Eau minérale : Volvic reconnue coupable de pratiques commerciales trompeuses

L’association de consommateurs CLCV évoque un « jugement historique » avec une décision de justice qui « fixe un standard qui protège utilement le consommateur. » Le tribunal judiciaire de Paris a jugé la marque d’eau minérale Volvic coupable de « pratiques commerciales trompeuses » pour avoir mentionné sur ses bouteilles d’eau qu’elles étaient « neutres en carbone » ou « 100 % recyclables. »


L’association de consommateurs CLCV décrit un « jugement historique » suite à la décision du tribunal judiciaire de Paris qui « fixe un standard qui protège utilement le consommateur ». La marque d’eau minérale Volvic a été reconnue coupable de « pratiques commerciales trompeuses » pour avoir indiqué sur ses bouteilles qu’elles étaient « neutres en carbone » ou « 100 % recyclables ».

Contacté par l’AFP, Danone, le géant de l’agroalimentaire propriétaire de Volvic, « conteste tant le raisonnement que la conclusion à laquelle est parvenu le tribunal au sujet de certaines des pratiques mises en œuvre par le passé et qui respectaient tout à la fois les textes et les usages applicables à cette période ». Le groupe annonce que « Volvic va donc faire appel de cette décision ».

Le tribunal, suite à un recours de l’association CLCV, a jugé que les allégations « neutre en carbone » ou « certifiée neutre en carbone », ainsi que « 100 % recyclé » ou « 100 % recyclable » constituaient une pratique commerciale trompeuse. » Il note que « la compensation des émissions produites lors de la fabrication d’une bouteille d’eau Volvic n’est pas intégralement compensée par des absorptions », ce qui peut induire le consommateur en erreur.
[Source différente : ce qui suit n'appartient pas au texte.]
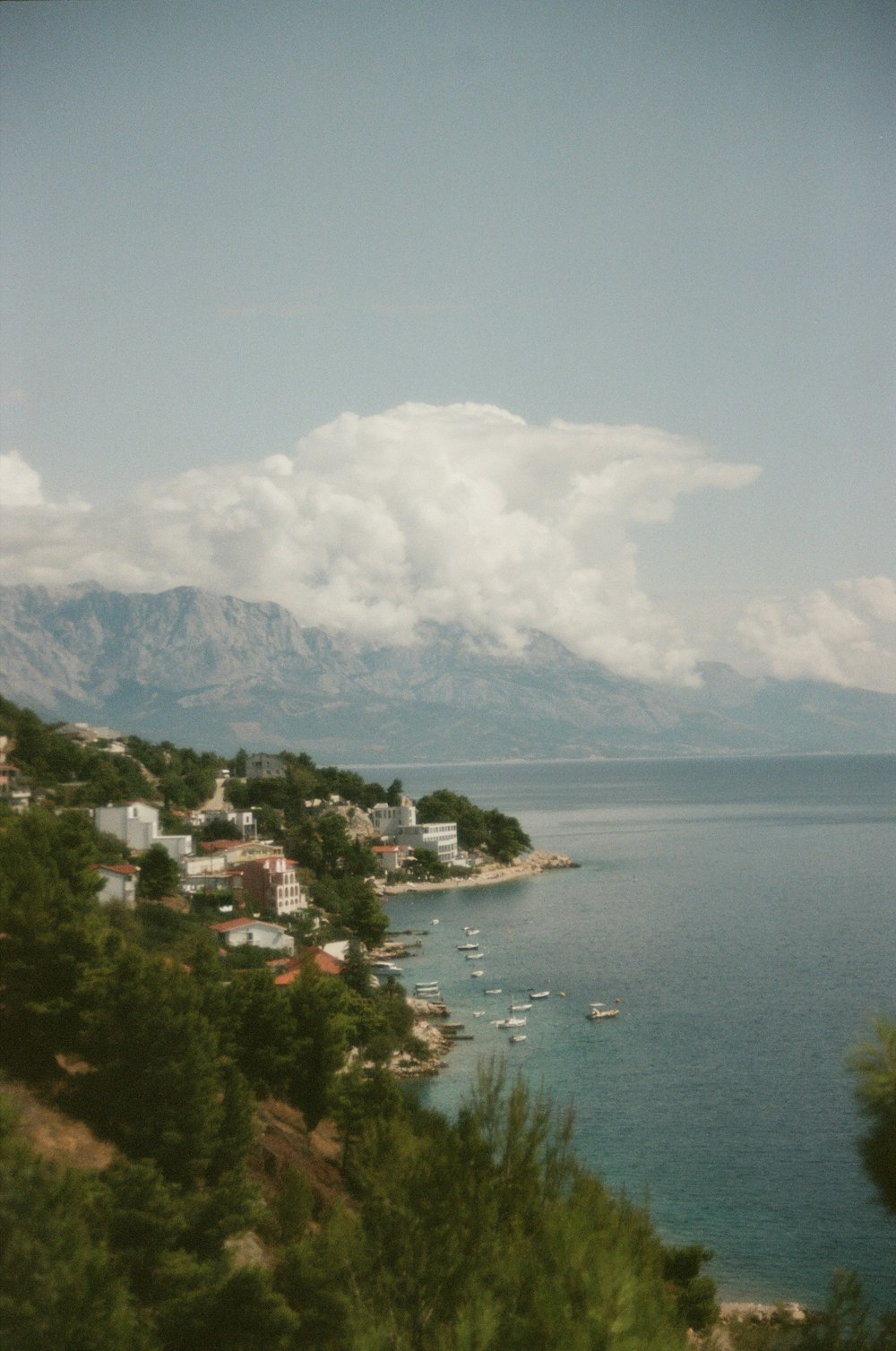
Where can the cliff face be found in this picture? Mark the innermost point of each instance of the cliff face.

De plus, le tribunal remet en question les mentions « 100 % recyclée » et « 100 % recyclable », affirmant que les bouteilles ne sont en réalité que partiellement recyclées, et que la mention « 100 % recyclables » est imprimée sur une étiquette dont la colle et l’encre ne le sont pas intégralement. En conséquence, Volvic devra verser 75 000 euros de dommages et intérêts à la CLCV et publier le jugement sur la page d’accueil de son site Internet pendant six mois.